- Nouveau Wakapou Location in French Guiana
- Coordinates: 3°40′27.8″N 54°04′32.9″W﻿ / ﻿3.674389°N 54.075806°W
- Country: France
- Overseas region: French Guiana
- Arrondissement: Saint-Laurent-du-Maroni
- Commune: Maripasoula

Population (2022)
- • Total: 150

= Nouveau Wakapou =

Nouveau Wakapou, also Nouveau Wacapou, is an Aluku maroon village situated on the Lawa River in French Guiana. The village is located across the Surinamese gold mining village of Benzdorp.

== Overview ==
In the early 20th century gold was discovered in the region which caused an exponential growth of Nouveau Wakapou. By 1938, the population was about 1,000 people and it was largest village of the region, however the village started to decline from the 1950s onwards. Around 2022, the population was around 150 people and it was mainly inhabited by Aluku maroons. Most of the inhabitants adhere to the Seventh-day Adventist Church.
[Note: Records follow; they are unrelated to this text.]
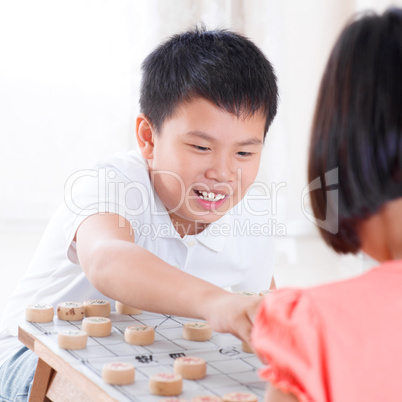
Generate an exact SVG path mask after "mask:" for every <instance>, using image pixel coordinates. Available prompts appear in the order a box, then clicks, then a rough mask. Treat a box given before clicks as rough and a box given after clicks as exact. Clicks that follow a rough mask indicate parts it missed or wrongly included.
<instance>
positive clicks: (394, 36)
mask: <svg viewBox="0 0 402 402" xmlns="http://www.w3.org/2000/svg"><path fill="white" fill-rule="evenodd" d="M333 169H338V179H339V180H338V187H337V190H338V205H336V203H335V201H334V200H335V199H334V197H331V196H328V194H333V193H334V192H333V191H328V188H325V179H324V178H325V174H326V173H328V172H330V171H331V170H333ZM308 177H309V182H310V183H311V182H312V181H313V180H314V179H317V178H319V179H320V180H321V187H320V188H319V189H317V190H314V191H312V192H311V193H310V194H311V202H312V207H313V211H314V215H315V217H316V218H317V219H319V220H322V221H324V220H325V219H327V218H328V217H327V216H326V210H329V211H330V212H331V211H332V214H331V215H332V218H333V217H334V216H336V214H337V215H338V231H337V232H336V233H331V232H330V231H327V230H325V225H319V226H320V231H321V234H322V236H323V237H324V239H325V241H326V242H327V243H328V244H329V245H330V246H332V247H333V248H334V249H335V250H336V251H337V252H341V253H348V252H352V253H355V252H357V251H358V250H359V249H360V246H361V244H360V239H359V235H358V227H359V224H360V222H361V221H363V220H365V219H366V218H368V217H370V216H371V215H373V214H375V213H376V212H378V211H379V210H380V209H381V207H382V206H383V205H384V204H385V203H386V202H388V201H391V200H393V199H396V198H399V197H402V10H401V9H396V8H393V9H389V10H387V11H386V12H385V13H384V14H383V15H381V16H377V15H374V14H365V15H363V16H362V17H361V18H359V19H357V20H355V21H354V22H352V23H350V24H349V25H347V26H346V28H345V29H344V30H343V31H342V33H341V35H340V37H339V39H338V41H337V42H336V44H335V47H334V48H333V50H332V53H331V55H330V58H329V60H328V64H327V66H326V69H325V72H324V75H323V78H322V81H321V87H320V90H319V94H318V99H317V106H316V110H315V116H314V120H313V126H312V138H311V144H310V155H309V166H308ZM327 185H328V183H327ZM332 190H333V188H332ZM328 203H329V204H328ZM331 204H332V205H331ZM328 207H329V208H328ZM336 207H337V211H335V209H336Z"/></svg>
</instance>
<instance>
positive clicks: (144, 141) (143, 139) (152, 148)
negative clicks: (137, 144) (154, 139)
mask: <svg viewBox="0 0 402 402" xmlns="http://www.w3.org/2000/svg"><path fill="white" fill-rule="evenodd" d="M135 131H136V136H137V142H138V146H139V147H140V151H141V155H142V156H143V157H144V158H145V159H152V158H153V151H154V129H153V126H152V123H151V122H150V120H149V119H148V117H147V116H145V114H144V113H140V114H139V115H138V117H137V120H136V124H135Z"/></svg>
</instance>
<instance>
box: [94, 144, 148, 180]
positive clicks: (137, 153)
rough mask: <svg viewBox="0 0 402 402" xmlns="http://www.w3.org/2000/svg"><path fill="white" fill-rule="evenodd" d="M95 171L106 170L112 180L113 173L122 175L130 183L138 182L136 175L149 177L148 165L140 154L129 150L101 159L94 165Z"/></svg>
mask: <svg viewBox="0 0 402 402" xmlns="http://www.w3.org/2000/svg"><path fill="white" fill-rule="evenodd" d="M95 168H96V169H98V170H99V169H102V168H103V169H106V170H107V175H108V178H110V179H113V172H115V173H116V175H117V174H119V175H124V176H125V177H127V179H130V180H132V181H135V180H138V179H139V177H138V174H139V173H141V172H142V173H143V174H144V176H146V177H149V172H148V165H147V163H146V162H145V160H144V158H143V157H142V156H141V154H140V152H139V151H137V150H131V151H128V152H118V153H115V154H114V155H112V156H109V157H107V158H103V159H101V160H100V161H98V162H97V163H96V165H95Z"/></svg>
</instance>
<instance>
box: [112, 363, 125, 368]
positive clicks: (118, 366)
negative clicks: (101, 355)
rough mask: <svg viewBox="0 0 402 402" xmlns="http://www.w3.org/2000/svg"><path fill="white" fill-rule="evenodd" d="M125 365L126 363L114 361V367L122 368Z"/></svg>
mask: <svg viewBox="0 0 402 402" xmlns="http://www.w3.org/2000/svg"><path fill="white" fill-rule="evenodd" d="M121 367H124V363H112V368H121Z"/></svg>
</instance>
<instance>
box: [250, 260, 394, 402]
mask: <svg viewBox="0 0 402 402" xmlns="http://www.w3.org/2000/svg"><path fill="white" fill-rule="evenodd" d="M252 343H253V347H254V349H255V350H256V353H257V354H258V355H259V357H260V358H261V360H262V361H263V362H264V363H266V364H267V366H266V367H265V368H263V369H261V371H260V375H261V376H262V377H263V378H264V379H266V380H267V381H269V382H270V383H271V384H273V385H275V386H276V387H278V388H279V389H281V390H283V391H285V392H292V393H293V394H295V395H296V396H297V397H298V398H299V400H300V401H302V402H306V401H308V402H311V401H314V402H326V401H330V402H363V401H364V402H383V401H384V402H390V401H401V400H402V261H401V260H398V261H390V262H386V263H384V264H382V265H381V266H380V267H377V268H374V269H372V270H370V271H369V272H367V273H365V274H363V275H361V276H359V277H355V278H353V279H348V280H344V281H340V282H335V283H331V284H326V285H321V286H317V287H313V288H309V289H303V290H300V289H282V290H278V291H276V292H273V293H271V294H269V295H267V296H266V297H265V298H264V300H263V302H262V303H261V306H260V308H259V310H258V313H257V316H256V320H255V325H254V329H253V332H252Z"/></svg>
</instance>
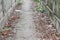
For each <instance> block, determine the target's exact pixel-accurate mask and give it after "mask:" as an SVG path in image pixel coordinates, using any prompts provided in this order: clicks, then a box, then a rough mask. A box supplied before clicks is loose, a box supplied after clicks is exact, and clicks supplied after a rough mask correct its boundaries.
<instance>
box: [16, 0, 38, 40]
mask: <svg viewBox="0 0 60 40" xmlns="http://www.w3.org/2000/svg"><path fill="white" fill-rule="evenodd" d="M32 6H33V5H32V1H31V0H23V5H22V10H23V12H24V13H22V14H21V16H20V20H19V22H18V23H17V24H16V25H17V28H16V29H17V35H16V40H38V39H37V38H35V32H36V31H35V25H34V22H33V21H34V20H33V15H32V14H33V11H32V9H31V8H32Z"/></svg>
In 2003, a school was built in Nouveau Wakapou. There are no shops in the village, and it is dependent on Maripasoula or Benzdorp. The Mankassiaba Soula rapids are located near the village in the Lawa River.

== Transport ==
Nouveau Wakapou is located about 20 minutes downstream from Maripasoula. It can also be reached by car from Maripasoula by taking the road to Papaichton, and taking a turn near the airport.